According to the guidelines of the Russian Ministry of Health, alcohol intoxication was modeled at three stages: the first is a blood alcohol content of 0.2–0.3‰, which does not have a significant effect on the body; the second is 0.3–0.5‰, where mild euphoria and decreased coordination begin; the third is 0.5–1‰, which corresponds to mild intoxication with impaired perception and reasoning ability. The volume of alcohol that the subject had to consume was calculated using the Widmark Formula (1):

\begin{matrix} c = A / m \times r, \end{matrix}

(1)

where c is the concentration of alcohol in the blood in ‰, A is the mass of the drink consumed in grams, m is the body mass in kilograms, and r is the Widmark coefficient.

The sleepy state was achieved by taking sedatives of plant origin (motherwort, mint, or valerian), which reduced the heart rate by 3–5% compared to the norm. In each PPS, the subjects pronounced 8 passwords at least 60 times for each phrase, which provided a sufficient amount of data for analysis.

3.2. Extracting Features from a Voice Image

3.2.1. Preprocessing of Voice Recordings

Fourier spectrograms can be fed to the input of deep convolutional neural networks (CNNs) for biometric feature extraction [28]. However, large input data sizes require large sample sizes for training a multilayer NN, so instead of spectrograms, we used the amplitude spectrum averaged over all windows (Figure 1), which integrates information about local characteristics of the voice recording and smooths out random outliers. The spectrum obtained because of the transformation depends on both the speech characteristics of the speaker and the message itself, so if the user pronounces the same phrase, their spectra will be similar. In case of replacing the voice phrase or the speaker, significant changes will be noticeable in the graph. In this study, different representations of speech images are used based on different STFT window functions: rectangular, Gaussian, Blackman, Bartlett, and Hamming.
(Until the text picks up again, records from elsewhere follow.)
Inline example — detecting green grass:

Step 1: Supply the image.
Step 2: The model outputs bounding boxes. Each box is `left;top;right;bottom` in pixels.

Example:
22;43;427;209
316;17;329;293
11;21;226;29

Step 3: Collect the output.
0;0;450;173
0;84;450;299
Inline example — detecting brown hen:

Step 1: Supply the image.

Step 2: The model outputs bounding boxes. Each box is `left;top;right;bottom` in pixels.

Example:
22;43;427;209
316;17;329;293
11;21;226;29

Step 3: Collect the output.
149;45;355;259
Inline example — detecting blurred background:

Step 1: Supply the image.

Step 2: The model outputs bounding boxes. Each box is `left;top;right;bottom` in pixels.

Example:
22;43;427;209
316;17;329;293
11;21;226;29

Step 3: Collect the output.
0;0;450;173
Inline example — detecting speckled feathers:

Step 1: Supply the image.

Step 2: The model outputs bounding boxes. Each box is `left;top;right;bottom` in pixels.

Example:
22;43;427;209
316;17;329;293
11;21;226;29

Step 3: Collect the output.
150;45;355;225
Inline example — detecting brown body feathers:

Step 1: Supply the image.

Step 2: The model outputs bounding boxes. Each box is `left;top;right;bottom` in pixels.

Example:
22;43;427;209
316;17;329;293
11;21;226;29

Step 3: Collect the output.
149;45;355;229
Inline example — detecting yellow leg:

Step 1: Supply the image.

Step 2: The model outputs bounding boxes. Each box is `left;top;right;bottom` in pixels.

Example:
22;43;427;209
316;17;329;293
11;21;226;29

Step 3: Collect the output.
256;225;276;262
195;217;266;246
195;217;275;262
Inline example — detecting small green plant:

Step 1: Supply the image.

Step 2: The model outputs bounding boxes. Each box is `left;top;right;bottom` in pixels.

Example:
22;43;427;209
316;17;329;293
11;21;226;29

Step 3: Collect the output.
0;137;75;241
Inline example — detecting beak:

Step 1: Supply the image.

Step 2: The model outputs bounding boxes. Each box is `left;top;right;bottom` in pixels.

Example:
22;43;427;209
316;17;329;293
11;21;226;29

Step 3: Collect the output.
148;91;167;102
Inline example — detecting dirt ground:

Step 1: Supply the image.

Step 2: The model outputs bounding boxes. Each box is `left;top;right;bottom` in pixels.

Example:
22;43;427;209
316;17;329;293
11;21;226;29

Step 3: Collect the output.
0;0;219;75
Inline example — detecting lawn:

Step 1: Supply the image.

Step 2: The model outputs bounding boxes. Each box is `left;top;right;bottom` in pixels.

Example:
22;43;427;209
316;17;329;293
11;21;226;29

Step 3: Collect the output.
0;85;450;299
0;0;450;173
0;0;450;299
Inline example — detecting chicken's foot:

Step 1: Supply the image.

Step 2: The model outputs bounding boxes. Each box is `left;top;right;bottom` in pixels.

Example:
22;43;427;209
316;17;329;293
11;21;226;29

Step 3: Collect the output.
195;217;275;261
Different representations can be used both to train different classifiers that can be combined into a single ensemble and to form a single feature vector. We can obtain many highly correlated feature pairs and process them with a single neural fuzzy extractor capable of extracting additional information from correlations [1].

3.2.2. CNN Architecture for Voice Phrase Feature Extraction

This paper proposes to combine multilayer CNNs and neural fuzzy extractors using the stacking principle. CNNs are used to generate features, which are then fed to the input of the neural fuzzy extractor. This approach improves the quality of classification by combining the strengths of both architectures: deep neural networks for image analysis and feature extraction, and neural fuzzy extractors for rapid additional training of the system on new user data and image verification while ensuring the confidentiality of biometric templates.

To extract features, we used the autoencoder architecture, which is a deep neural network that allows for extracting informative features. It includes an encoder that compresses input data into a more compact form, which allows us to reduce the dimensionality of the feature space, and a decoder that is trained to restore them. During training, the average spectrum of the voice password is fed to the input and output of the autoencoder, which allows the network to learn to highlight key features of the voice data.

The autoencoder is based on the VGG19 architecture [29], which was modified to handle averaged spectra. It includes one-dimensional convolutions, layers with batch normalization, and a fully connected layer with a linear activation function (Figure 2 and Figure 3).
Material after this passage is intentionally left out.